A classic survival tip for how to prioritize when you find yourself in a life threatening situation can be surprisingly helpful for prioritizing your work tasks. Read on to see how you can use it when you feel overwhelmed.
Matt Talbot
CEO of Superchart
November 15, 2022

If there is one thing that we can all agree on, it’s that there are often times when it feels like there is simply too much to do.

It can be overwhelming walking into work and seeing an ever growing task list that seems impossible to tame. This type of overwhelm can lead to high stress levels which will ensure that you are not delivering your best work. 

But often in the fog of a long task list and a busy week, it can be hard to know which tasks you should tackle first. At the end of the day, any task prioritization strategy relies on your ability to understand how each task maps to your main objectives. 

Even though work (for most of us) isn’t a matter of life and death, a classic survival technique called the “Rule of 3” can help us prioritize the most important tasks that we must accomplish. 

What is the “Rule of 3” that is used in Survival Training?

This rule of thumb that is used in the survival community spells out some basic rules to keep in mind when you are in a survival situation. 

The rule sets the following guidelines: you can survive without air for 3 minutes, without shelter for 3 hours, without water for 3 days, and without food for 3 weeks.

The helpful part about this rule is that it prescribes the most important tasks you must accomplish in order to survive.

First, make sure you are able to breathe! You cannot survive very long without air to breathe, so first things first, you must take action to ensure you have breathable air.

Second, you should take care of your shelter. Especially if conditions are rough, you need a place that can provide protection from the elements. 

Third, make a plan or seek clean and fresh drinking water. Humans can’t survive without water for very long, so after you have ensured you can breathe and that you have shelter, it’s time to take on the task of finding drinking water.

Finally, after you have air, shelter, and water, you should focus next on finding a source of food. We can go a surprisingly long time without food, but you do still need it to survive of course, so this is the next task to tackle. 

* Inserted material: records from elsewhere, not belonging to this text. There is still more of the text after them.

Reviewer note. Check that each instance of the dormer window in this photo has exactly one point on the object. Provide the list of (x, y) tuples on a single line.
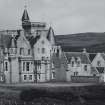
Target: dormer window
[(98, 63), (43, 50), (78, 63), (72, 63)]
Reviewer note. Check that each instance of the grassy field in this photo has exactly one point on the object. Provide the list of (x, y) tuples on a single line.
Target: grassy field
[(52, 94)]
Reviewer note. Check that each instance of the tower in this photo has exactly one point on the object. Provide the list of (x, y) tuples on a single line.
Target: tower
[(12, 47), (51, 36), (26, 24)]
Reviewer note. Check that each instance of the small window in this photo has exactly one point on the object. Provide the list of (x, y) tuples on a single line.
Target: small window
[(42, 41), (21, 51), (38, 50), (38, 76), (75, 73), (29, 51), (30, 77), (85, 67), (98, 63), (23, 66), (6, 66), (43, 50), (43, 58), (53, 75), (78, 63), (25, 77), (72, 63), (27, 66)]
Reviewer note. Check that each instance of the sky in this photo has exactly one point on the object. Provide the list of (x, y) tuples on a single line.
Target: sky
[(65, 16)]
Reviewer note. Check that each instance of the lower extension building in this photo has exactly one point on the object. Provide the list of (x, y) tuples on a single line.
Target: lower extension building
[(31, 55)]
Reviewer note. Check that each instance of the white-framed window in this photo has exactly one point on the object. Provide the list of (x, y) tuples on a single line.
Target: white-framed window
[(21, 51), (30, 77), (27, 66), (25, 77), (85, 67), (39, 77), (78, 63), (38, 50), (75, 73), (23, 66), (43, 50), (98, 63), (72, 63), (29, 51), (53, 75), (6, 66)]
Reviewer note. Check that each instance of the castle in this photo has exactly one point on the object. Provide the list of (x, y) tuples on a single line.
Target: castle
[(31, 55)]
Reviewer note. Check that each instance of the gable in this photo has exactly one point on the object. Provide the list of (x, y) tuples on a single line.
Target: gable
[(23, 42), (43, 42)]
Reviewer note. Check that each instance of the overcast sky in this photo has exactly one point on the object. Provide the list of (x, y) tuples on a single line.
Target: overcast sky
[(65, 16)]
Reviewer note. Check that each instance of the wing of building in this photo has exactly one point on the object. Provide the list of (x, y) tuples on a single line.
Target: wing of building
[(31, 55)]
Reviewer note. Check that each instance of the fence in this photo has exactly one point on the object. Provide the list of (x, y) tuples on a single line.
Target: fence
[(85, 79)]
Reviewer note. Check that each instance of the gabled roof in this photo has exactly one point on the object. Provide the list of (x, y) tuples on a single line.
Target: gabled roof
[(83, 57), (25, 16), (100, 69), (92, 56)]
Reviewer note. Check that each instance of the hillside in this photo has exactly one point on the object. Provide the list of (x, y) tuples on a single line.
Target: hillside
[(93, 42)]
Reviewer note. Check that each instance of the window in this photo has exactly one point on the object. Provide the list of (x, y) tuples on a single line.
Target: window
[(29, 51), (42, 41), (43, 58), (75, 73), (6, 66), (85, 67), (21, 51), (27, 66), (78, 63), (38, 76), (72, 63), (25, 77), (43, 50), (53, 75), (30, 77), (38, 50), (38, 32), (23, 66), (98, 63)]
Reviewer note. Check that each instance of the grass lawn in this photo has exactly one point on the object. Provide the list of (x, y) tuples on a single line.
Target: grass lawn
[(52, 94)]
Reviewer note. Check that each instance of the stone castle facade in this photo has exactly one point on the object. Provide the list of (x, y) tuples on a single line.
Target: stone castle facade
[(31, 55)]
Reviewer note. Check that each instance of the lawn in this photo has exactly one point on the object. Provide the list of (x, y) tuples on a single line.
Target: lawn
[(52, 94)]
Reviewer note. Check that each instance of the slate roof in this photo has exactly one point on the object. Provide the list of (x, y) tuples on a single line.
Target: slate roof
[(100, 69), (103, 55), (83, 57)]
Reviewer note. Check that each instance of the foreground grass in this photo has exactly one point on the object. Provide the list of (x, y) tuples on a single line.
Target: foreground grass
[(58, 95)]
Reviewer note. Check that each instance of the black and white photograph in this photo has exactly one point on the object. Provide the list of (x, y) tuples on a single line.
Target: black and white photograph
[(52, 52)]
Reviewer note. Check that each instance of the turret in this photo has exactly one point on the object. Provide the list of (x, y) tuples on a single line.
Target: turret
[(51, 36), (26, 24), (12, 46)]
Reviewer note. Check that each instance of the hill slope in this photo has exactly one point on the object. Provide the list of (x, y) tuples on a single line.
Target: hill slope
[(93, 42)]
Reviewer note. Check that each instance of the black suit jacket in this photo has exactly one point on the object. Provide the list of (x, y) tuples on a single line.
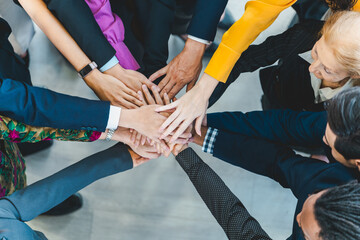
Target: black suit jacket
[(227, 209), (258, 142), (287, 84)]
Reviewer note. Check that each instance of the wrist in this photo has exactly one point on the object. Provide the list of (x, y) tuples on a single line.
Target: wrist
[(206, 85), (92, 77), (194, 47), (127, 118), (116, 71)]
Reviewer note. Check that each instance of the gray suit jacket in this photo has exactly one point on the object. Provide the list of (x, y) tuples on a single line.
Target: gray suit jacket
[(26, 204)]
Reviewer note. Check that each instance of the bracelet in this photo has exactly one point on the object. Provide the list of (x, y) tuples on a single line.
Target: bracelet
[(87, 69), (110, 134)]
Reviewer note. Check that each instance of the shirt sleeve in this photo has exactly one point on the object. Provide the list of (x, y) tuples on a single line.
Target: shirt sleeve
[(227, 209), (258, 16)]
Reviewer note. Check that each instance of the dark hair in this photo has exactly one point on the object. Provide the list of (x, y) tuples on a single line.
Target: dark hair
[(337, 211), (344, 120), (338, 5)]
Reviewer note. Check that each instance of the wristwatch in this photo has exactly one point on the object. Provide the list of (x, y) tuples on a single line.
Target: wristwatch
[(110, 134), (87, 69)]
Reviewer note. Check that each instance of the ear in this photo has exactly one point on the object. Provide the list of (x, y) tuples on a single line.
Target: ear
[(357, 164)]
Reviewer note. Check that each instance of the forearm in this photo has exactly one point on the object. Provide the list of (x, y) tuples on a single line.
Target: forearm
[(280, 126), (258, 16), (42, 107), (223, 204), (57, 34)]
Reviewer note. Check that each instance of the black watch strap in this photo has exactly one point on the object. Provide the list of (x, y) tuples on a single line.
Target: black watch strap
[(87, 69)]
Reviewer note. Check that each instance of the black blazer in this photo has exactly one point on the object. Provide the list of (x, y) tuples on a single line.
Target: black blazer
[(258, 142), (227, 209), (288, 84)]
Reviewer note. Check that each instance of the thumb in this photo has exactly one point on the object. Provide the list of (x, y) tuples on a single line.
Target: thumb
[(159, 73)]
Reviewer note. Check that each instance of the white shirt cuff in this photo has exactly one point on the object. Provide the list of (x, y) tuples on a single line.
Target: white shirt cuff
[(199, 40), (112, 62), (114, 117)]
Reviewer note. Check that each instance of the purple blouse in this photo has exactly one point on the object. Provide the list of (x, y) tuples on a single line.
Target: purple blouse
[(114, 31)]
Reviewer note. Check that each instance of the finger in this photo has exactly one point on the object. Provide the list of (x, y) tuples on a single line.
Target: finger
[(168, 87), (142, 97), (126, 104), (172, 93), (174, 124), (166, 99), (143, 140), (168, 121), (164, 82), (180, 130), (157, 96), (190, 85), (167, 107), (198, 122), (148, 83), (150, 100), (133, 137), (133, 100), (159, 73)]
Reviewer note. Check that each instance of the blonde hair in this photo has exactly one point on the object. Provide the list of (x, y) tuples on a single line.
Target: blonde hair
[(342, 34)]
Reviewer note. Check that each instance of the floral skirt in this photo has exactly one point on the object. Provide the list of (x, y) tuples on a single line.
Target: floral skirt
[(12, 169)]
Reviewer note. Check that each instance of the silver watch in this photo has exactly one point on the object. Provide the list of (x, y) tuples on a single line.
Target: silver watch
[(110, 134)]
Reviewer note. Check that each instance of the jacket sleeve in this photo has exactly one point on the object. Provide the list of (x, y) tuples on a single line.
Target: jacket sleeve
[(281, 126), (14, 131), (42, 107), (206, 18), (298, 39), (258, 15), (227, 209)]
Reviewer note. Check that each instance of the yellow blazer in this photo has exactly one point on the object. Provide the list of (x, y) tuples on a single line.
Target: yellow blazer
[(259, 15)]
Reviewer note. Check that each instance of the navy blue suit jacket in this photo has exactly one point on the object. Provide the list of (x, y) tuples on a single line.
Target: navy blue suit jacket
[(41, 107), (258, 142), (26, 204)]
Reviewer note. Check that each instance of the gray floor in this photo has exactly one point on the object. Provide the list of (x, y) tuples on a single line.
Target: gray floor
[(156, 200)]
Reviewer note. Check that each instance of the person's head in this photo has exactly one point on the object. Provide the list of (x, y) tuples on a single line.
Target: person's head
[(336, 54), (342, 132), (340, 5), (332, 214)]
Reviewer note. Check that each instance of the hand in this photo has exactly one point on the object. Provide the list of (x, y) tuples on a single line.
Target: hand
[(144, 120), (137, 159), (189, 107), (183, 69), (147, 151), (130, 78), (108, 88)]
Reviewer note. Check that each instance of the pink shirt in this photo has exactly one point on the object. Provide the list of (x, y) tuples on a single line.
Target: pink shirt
[(114, 31)]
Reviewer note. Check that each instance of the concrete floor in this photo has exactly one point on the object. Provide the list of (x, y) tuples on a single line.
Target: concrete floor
[(156, 200)]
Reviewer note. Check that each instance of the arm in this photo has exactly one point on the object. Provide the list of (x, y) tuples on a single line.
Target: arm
[(281, 126), (42, 107), (227, 209), (258, 16), (105, 86), (297, 39)]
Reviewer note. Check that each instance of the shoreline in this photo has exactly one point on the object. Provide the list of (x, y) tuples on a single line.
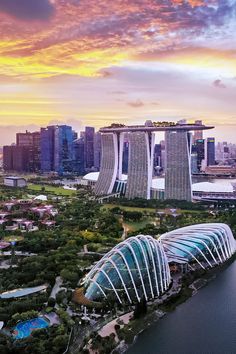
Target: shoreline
[(136, 327)]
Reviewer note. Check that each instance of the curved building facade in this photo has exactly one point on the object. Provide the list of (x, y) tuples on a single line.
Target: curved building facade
[(134, 269), (205, 244), (109, 164), (140, 165)]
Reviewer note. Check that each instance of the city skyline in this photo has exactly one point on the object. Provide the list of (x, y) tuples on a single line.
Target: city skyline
[(61, 62)]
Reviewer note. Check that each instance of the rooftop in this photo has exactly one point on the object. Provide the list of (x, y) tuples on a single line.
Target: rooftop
[(155, 127)]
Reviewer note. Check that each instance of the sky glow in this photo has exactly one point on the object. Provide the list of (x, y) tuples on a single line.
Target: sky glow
[(93, 62)]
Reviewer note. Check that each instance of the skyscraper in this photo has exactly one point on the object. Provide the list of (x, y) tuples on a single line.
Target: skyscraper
[(89, 148), (47, 148), (178, 183), (157, 158), (16, 158), (140, 167), (57, 149), (79, 156), (109, 164), (31, 141), (198, 134), (199, 149), (210, 151), (97, 150)]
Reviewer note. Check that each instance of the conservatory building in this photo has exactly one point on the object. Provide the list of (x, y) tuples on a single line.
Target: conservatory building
[(134, 269), (205, 244)]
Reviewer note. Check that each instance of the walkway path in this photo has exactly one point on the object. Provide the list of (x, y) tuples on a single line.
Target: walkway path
[(57, 287)]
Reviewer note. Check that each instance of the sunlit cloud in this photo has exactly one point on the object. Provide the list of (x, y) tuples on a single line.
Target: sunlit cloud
[(125, 60)]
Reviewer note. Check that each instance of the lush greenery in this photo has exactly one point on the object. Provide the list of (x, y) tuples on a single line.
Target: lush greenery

Notice how the Rule of 3 can give anyone caught in a life or death survival situation a playbook for what they should focus on first. This type of simple rule of thumb can help you think clearly even in a very risky situation.

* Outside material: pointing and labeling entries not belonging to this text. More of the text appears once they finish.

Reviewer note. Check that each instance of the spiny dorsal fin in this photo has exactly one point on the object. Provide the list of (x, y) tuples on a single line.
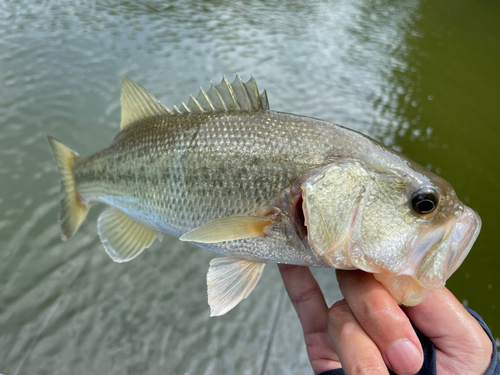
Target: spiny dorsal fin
[(224, 97), (138, 104)]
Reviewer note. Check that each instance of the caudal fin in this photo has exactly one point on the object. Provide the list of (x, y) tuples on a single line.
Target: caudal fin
[(74, 210)]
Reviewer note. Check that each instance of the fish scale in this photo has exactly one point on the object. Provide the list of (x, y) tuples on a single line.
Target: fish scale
[(230, 175), (179, 167)]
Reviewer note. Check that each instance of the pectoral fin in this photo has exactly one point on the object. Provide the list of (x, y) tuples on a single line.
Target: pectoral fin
[(123, 237), (229, 280), (228, 229)]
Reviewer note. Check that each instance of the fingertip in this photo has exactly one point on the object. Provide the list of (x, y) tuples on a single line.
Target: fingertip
[(404, 357)]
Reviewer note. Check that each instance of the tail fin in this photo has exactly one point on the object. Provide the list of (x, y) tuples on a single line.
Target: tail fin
[(74, 210)]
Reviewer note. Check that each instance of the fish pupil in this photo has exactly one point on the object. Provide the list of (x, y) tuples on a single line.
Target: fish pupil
[(425, 206), (424, 202)]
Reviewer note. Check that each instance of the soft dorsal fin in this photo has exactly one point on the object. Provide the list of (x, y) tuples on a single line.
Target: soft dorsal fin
[(224, 97), (138, 104)]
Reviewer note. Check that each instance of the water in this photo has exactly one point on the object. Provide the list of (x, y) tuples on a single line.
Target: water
[(421, 76)]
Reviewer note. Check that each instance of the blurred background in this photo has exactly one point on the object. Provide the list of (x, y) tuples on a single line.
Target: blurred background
[(420, 76)]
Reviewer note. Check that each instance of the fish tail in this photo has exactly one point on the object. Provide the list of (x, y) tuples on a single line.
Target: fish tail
[(74, 210)]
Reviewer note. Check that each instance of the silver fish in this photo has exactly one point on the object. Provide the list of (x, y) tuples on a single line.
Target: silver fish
[(230, 175)]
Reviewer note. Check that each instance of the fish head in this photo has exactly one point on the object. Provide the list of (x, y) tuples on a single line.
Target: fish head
[(405, 225)]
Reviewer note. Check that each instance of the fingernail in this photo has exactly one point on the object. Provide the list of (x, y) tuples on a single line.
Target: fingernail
[(404, 357)]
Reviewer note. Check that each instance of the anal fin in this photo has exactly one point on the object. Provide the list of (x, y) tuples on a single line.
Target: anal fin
[(229, 280), (123, 237)]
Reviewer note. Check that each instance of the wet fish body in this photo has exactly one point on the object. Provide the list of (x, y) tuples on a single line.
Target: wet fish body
[(259, 186)]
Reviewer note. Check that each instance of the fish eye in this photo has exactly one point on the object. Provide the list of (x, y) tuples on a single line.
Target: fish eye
[(424, 201)]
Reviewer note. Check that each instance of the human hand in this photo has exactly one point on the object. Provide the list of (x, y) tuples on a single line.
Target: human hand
[(367, 331)]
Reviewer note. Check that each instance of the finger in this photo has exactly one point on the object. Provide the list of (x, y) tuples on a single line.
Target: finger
[(357, 352), (311, 308), (383, 320), (453, 331)]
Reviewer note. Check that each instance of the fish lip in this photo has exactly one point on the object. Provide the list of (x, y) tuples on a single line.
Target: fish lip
[(443, 257), (469, 223)]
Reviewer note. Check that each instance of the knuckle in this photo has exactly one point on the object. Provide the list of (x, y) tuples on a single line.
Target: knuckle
[(305, 295), (367, 364), (339, 309)]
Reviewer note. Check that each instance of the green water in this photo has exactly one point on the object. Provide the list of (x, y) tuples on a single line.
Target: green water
[(421, 76)]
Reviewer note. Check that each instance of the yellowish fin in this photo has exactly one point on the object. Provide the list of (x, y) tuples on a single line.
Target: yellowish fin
[(138, 104), (228, 229), (229, 280), (123, 237), (74, 210)]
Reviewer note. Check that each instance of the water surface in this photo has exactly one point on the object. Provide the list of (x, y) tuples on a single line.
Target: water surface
[(420, 76)]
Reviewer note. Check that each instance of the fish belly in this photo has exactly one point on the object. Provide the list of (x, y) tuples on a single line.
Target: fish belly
[(175, 173)]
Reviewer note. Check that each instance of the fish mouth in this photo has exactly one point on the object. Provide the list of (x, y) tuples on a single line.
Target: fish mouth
[(435, 256)]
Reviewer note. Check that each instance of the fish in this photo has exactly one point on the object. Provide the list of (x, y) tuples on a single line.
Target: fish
[(227, 173)]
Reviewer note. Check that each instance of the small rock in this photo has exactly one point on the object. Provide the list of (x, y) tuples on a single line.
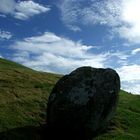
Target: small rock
[(83, 102)]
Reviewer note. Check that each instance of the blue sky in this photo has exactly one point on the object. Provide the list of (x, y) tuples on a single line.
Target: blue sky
[(61, 35)]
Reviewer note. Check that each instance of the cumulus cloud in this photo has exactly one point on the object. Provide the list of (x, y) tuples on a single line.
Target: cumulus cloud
[(22, 10), (49, 52), (5, 35), (130, 77), (52, 53), (121, 15)]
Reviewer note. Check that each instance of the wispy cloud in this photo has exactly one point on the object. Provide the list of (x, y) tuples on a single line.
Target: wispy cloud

How Can I Apply the Rule of 3 to my Work Tasks?

What makes the Rule of 3 so memorable is that it’s simple and visceral, which is important for any rule that you want to use during a period of duress.

Even though work is admittedly not as scary or as consequential as a life or death survival situation, being overwhelmed with too many tasks can make you nervous and stressed out nonetheless.

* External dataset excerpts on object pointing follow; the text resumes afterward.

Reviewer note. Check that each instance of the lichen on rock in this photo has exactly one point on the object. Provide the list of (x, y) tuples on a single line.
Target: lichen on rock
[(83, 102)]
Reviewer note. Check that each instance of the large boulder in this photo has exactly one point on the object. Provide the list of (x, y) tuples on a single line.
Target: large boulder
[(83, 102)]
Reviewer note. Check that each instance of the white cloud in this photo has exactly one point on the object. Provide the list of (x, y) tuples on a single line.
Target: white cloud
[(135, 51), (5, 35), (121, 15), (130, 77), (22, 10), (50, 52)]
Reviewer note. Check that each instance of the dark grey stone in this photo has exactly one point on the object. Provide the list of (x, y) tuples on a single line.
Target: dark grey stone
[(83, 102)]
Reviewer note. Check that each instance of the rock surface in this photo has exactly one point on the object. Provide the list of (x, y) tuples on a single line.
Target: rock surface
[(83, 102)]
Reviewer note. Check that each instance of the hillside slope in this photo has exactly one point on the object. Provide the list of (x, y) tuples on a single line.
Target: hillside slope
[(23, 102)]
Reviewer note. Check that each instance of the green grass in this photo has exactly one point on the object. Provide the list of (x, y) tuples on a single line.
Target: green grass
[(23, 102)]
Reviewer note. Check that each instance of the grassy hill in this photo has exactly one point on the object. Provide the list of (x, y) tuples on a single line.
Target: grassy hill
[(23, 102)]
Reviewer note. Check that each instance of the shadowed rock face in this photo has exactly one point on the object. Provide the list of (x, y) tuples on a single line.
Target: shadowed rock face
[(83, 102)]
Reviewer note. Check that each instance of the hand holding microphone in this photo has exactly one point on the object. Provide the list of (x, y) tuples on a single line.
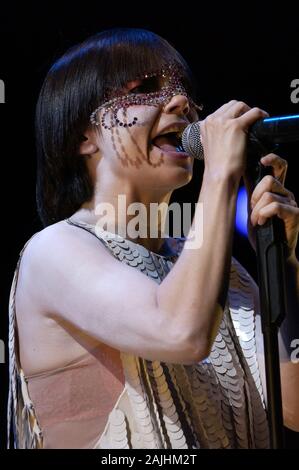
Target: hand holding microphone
[(267, 131), (221, 138)]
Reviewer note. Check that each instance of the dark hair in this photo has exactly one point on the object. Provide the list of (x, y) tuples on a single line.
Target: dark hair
[(73, 88)]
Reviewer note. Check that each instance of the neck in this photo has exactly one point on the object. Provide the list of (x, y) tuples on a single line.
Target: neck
[(134, 214)]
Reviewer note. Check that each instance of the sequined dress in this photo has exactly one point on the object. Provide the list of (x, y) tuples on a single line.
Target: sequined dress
[(216, 403)]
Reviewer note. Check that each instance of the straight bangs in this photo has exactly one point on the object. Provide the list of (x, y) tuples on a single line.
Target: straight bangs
[(128, 54)]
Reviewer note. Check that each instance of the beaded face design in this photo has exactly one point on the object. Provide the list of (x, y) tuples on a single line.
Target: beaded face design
[(154, 89)]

Since work is a little different from an intense survival situation, we propose a slightly modified “Rule of 3” that can be used to prioritize work tasks. 

First, what tasks must you accomplish in the next three hours? These tasks are typically tasks that have an important deadline that is extremely imminent. An example of this could be filing a certain document or returning an important phone call. 

Second, what tasks must you accomplish in the next three days? You have a little more time to process these tasks and get ahead of the request, but in most cases, three days is not a ton of time to get something done, especially if the task is more complex. 

Third, what tasks must you accomplish in the next three weeks? These tasks have plenty of time left, so you can safely punt them for a few days. This is a good opportunity to review the tasks to make sure you have what you need to get them done, but you don’t need to take action at the exact moment. 

This simple process lets you bucket tasks into three distinct priority groups which should help you feel more in control of your day and more confident that you have prioritized the most critical tasks.  

A Few Caveats

Like we mentioned at the beginning of this post, the most important part of any prioritization process is making sure that the tasks you are taking on align with your core goals and objectives. 

If you have tasks on your plate that do not align with you goals and objectives, the action you need to take is to eliminate them from your list! There are of course expectations: you may be required, by law or by a manager, to do something that doesn’t align with your goals, so you can’t eliminate those tasks, but any task that is not important to your goals should be an easy cut from your list. 

Second, if the task on your list is a request from someone else but it doesn’t align with your goals, please don’t simply cut the task without communicating to the person that made the request. 

Finally, there are times when the urgent will take over the important, and that’s ok. But if you find yourself constantly in a state of dealing only with urgent tasks, you should rethink your workflow or the tasks you are committing to do. Perhaps you have too much on your plate or you are under-resourced. Either way, examining whether your task list aligns with your goals is a great practice to make sure you are making progress at work.

In Conclusion

Using a simple, modified Rule of 3 can help you quickly allocate and bucket tasks into groups that help you feel in control. Further, by prioritizing based on when you need to deliver a result, you can ensure that you are completing the most important tasks first.